Pour une Autorité de protection des données indépendante et forte

https://www.lesoir.be/417055/article/2022-01-11/pour-une-autorite-de-protection-des-donnees-independante-et-forte

Une carte blanche, rédigée notamment par Elise Degrave, Cécile de Terwangne, et Yves Poullet dans le journal le soir du 11 janvier 2022

L’intelligence artificielle et l’analyse des données constituent à la fois une révolution technologique, une transformation de nos sociétés désormais numériques mais aussi un risque important pour nos droits et libertés. Certes, pour soutenir ses politiques, l’Etat doit pouvoir organiser des échanges de données qui concernent de nombreux aspects de notre vie (santé, famille, habitation, situation financière, etc.). En contrepartie, l’Union européenne a imposé la création dans chaque Etat d’une Autorité chargée de la Protection des Données des particuliers (APD). Or, dès sa mise en place et jusqu’à ce jour, les décideurs politiques belges n’ont eu de cesse de contrôler cette autorité « indépendante », de la contourner, de la dévoyer et d’ignorer ses recommandations. Les clignotants se sont multipliés ces derniers temps.

Trois clignotants

  1. L’Autorité de protection des données a pour rôle de contrôler l’Etat. L’Etat doit donc faire en sorte que l’Autorité de protection des données ne soit pas infiltrée par des membres se trouvant sous l’influence de l’Etat. Or, elle l’est, notamment par la présence − en son centre de connaissance − de celui qui dirige la Banque-carrefour de la sécurité sociale et la Plateforme eHealth, deux institutions ayant pour mission de gérer de larges bases de données dans les deux plus grands secteurs du pays. La Commission européenne a mis la Belgique en demeure de régulariser la situation avant le 12 janvier. Aucune démarche effective n’a été entreprise par l’Etat pour répondre à cette exigence précise. Le risque est grand que la Belgique soit assignée devant la Cour de justice de l’Union européenne d’ici peu.
  2. L’Autorité de protection des données doit obligatoirement être consultée au stade de la préparation de toute mesure législative ou réglementaire prévoyant le traitement de données à caractère personnel. L’objectif de cette obligation est de garantir que les normes en projet puissent passer sous le « scanner » d’une autorité spécialisée en la matière, qui peut alerter publiquement des dangers de certaines pratiques envisagées. Or, malgré un rappel explicite du Conseil d’Etat, l’Etat n’a pas consulté l’Autorité de protection des données au moment de l’extension du Covid Safe Ticket à l’ensemble du territoire. La Commission européenne est d’ailleurs saisie d’une plainte à ce sujet.
  3. L’Autorité de protection des données dysfonctionne. L’une des directrices de l’Autorité de protection des données, en charge du centre de connaissance, a récemment démissionné, dénonçant le fait qu’elle n’était plus en mesure d’exercer son travail en raison de l’absence d’indépendance de certains des membres.

En outre, comme le révélait Le Soir, depuis le jour même où la Belgique était tenue de transposer en droit interne la directive européenne instituant un régime de protection des lanceurs d’alerte, deux autres directeurs – dont l’une a elle aussi dénoncé à de multiples reprises les dysfonctionnements de l’institution – sont visés par une procédure de levée de mandat pour des motifs non identifiés publiquement. Or, si la Chambre devait lever le mandat de directeurs de l’Autorité de protection des données pour des motifs non transparents et non liés à la mise en cause de leur indépendance, ce serait aggraver le problème de la non indépendance de l’Autorité de protection des données au lieu de le résoudre.
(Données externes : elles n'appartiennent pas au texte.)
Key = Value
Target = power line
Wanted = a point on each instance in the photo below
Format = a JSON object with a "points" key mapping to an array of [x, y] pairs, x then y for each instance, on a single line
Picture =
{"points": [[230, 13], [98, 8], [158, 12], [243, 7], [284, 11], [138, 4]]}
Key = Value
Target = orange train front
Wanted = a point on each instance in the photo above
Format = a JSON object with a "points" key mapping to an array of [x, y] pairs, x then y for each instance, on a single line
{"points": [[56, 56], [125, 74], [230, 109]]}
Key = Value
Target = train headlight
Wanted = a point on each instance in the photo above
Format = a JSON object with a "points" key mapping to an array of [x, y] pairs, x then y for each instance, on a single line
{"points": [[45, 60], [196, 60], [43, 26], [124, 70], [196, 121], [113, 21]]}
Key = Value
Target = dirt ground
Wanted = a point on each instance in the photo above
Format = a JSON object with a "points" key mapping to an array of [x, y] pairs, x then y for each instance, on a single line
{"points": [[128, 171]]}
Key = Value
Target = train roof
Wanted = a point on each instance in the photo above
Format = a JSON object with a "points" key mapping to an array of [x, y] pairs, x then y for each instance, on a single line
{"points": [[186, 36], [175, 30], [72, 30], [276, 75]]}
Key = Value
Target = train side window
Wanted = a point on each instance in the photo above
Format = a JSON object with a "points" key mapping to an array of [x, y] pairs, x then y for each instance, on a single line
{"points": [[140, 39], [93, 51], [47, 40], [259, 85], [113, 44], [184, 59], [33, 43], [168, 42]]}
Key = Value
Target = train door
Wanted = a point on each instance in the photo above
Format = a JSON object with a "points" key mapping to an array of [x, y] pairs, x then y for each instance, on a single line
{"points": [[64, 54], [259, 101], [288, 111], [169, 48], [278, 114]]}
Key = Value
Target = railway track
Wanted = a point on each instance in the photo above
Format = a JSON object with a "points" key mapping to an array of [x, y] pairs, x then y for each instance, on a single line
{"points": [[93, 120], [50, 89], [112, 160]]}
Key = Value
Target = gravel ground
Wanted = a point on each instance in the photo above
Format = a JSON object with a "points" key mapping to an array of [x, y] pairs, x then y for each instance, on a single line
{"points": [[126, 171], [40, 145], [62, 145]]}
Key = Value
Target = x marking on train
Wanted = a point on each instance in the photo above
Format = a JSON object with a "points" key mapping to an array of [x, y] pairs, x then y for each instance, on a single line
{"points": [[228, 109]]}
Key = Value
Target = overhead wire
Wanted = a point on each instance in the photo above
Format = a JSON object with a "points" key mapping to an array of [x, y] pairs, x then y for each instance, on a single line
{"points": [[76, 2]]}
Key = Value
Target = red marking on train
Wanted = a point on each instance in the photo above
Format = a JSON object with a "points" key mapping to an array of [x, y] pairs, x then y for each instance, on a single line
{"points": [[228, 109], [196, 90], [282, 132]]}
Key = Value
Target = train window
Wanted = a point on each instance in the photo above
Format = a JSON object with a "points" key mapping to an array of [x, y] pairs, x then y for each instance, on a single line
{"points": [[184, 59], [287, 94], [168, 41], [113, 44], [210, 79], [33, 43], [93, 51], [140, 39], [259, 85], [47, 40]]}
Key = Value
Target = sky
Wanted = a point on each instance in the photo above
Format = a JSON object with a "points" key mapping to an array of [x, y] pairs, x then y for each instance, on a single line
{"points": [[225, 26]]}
De plus, la procédure quasi juridictionnelle qui est mise en œuvre se mène à huis clos, ce qui soulève aussi des questions préoccupantes s’agissant du respect des droits de la défense.

Violation du droit

Ces multiples clignotants ne révèlent pas seulement un « estompement de la norme » mais un mépris ouvert et la violation caractérisée du droit par nos plus hauts dirigeants politiques. Alors que ceux-ci ne cessent d’en appeler à l’obéissance des citoyens et au respect des règles, ils s’en soucient peu eux-mêmes et s’en affranchissent dans un domaine pourtant reconnu comme très sensible pour les droits fondamentaux et les libertés des citoyens.

De tels comportements ne peuvent qu’aggraver la profonde méfiance et inquiétude des citoyens à l’égard de l’action politique dans un domaine sensible dont ils appréhendent, non sans raison, les risques pour leurs droits et leurs libertés.
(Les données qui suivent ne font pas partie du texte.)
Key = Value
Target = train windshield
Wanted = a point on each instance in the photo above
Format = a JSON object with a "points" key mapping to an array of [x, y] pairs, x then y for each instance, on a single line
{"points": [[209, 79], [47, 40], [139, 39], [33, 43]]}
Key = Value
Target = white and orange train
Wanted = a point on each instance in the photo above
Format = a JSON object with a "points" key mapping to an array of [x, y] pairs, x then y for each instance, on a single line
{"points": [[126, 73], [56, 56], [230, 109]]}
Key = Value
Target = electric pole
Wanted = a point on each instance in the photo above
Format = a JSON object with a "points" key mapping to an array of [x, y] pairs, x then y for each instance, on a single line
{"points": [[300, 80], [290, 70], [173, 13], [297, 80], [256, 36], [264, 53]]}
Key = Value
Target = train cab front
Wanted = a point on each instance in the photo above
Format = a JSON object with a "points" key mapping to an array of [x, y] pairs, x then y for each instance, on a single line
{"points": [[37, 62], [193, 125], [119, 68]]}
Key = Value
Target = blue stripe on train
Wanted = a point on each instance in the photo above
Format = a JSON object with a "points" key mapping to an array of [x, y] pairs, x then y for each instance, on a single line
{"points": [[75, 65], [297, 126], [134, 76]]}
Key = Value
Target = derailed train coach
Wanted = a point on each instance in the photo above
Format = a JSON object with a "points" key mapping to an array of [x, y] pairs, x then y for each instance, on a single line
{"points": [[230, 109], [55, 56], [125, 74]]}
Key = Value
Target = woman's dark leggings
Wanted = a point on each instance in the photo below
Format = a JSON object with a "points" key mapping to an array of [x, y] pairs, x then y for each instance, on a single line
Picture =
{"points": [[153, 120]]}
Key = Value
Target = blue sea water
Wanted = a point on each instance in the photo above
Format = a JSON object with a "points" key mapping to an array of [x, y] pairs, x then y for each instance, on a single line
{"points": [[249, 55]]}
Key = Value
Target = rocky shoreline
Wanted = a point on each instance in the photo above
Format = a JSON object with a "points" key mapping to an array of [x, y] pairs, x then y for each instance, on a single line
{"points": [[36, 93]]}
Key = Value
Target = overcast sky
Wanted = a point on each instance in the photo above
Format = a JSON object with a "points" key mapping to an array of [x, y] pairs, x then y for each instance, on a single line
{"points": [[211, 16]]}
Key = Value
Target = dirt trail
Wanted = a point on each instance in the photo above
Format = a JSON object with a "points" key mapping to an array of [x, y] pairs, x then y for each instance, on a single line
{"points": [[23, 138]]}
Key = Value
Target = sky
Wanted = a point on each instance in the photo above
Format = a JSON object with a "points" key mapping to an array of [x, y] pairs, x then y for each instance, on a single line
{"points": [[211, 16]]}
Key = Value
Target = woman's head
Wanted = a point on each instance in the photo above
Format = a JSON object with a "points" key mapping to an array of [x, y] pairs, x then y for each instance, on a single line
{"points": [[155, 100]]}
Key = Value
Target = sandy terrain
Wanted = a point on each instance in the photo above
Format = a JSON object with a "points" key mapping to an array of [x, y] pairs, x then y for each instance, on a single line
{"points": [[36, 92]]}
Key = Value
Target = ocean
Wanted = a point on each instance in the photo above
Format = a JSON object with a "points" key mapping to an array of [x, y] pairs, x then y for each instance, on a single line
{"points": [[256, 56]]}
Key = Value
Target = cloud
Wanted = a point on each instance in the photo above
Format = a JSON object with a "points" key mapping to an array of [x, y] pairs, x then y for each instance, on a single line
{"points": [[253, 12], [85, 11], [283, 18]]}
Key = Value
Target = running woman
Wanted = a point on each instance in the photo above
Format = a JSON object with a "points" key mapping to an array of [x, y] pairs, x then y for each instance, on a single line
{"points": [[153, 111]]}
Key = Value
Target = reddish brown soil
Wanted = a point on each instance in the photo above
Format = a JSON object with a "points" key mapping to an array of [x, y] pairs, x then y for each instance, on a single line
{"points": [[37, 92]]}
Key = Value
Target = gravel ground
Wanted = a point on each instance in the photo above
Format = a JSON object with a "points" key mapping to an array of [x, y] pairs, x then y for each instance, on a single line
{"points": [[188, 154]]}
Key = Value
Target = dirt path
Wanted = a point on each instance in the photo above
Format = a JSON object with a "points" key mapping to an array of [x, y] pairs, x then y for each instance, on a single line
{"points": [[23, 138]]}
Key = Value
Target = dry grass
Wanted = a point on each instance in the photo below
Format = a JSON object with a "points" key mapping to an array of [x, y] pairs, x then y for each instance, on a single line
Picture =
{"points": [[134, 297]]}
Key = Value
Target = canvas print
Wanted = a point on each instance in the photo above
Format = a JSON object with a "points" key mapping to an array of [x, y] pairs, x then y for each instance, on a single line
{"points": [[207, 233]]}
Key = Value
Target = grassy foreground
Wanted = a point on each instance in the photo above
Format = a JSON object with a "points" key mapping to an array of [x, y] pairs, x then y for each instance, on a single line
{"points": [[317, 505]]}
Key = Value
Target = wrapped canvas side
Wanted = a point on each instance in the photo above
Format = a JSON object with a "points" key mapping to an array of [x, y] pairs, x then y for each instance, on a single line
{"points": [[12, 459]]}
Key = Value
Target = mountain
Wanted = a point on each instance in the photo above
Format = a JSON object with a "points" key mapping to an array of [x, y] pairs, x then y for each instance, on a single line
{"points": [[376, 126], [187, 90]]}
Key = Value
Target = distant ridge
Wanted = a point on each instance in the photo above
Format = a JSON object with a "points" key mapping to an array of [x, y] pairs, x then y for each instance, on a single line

En attendant que ces violations soient examinées par des juges, nous en appelons à la vigilance des citoyens, des observateurs et des académiques. Nous serons particulièrement attentifs au respect de l’intégrité et des compétences de cette autorité indépendante de contrôle, de la suppression des conflits d’intérêts en son sein et du respect des règles du procès équitable et des droits de la défense dans la procédure en cours devant la Chambre.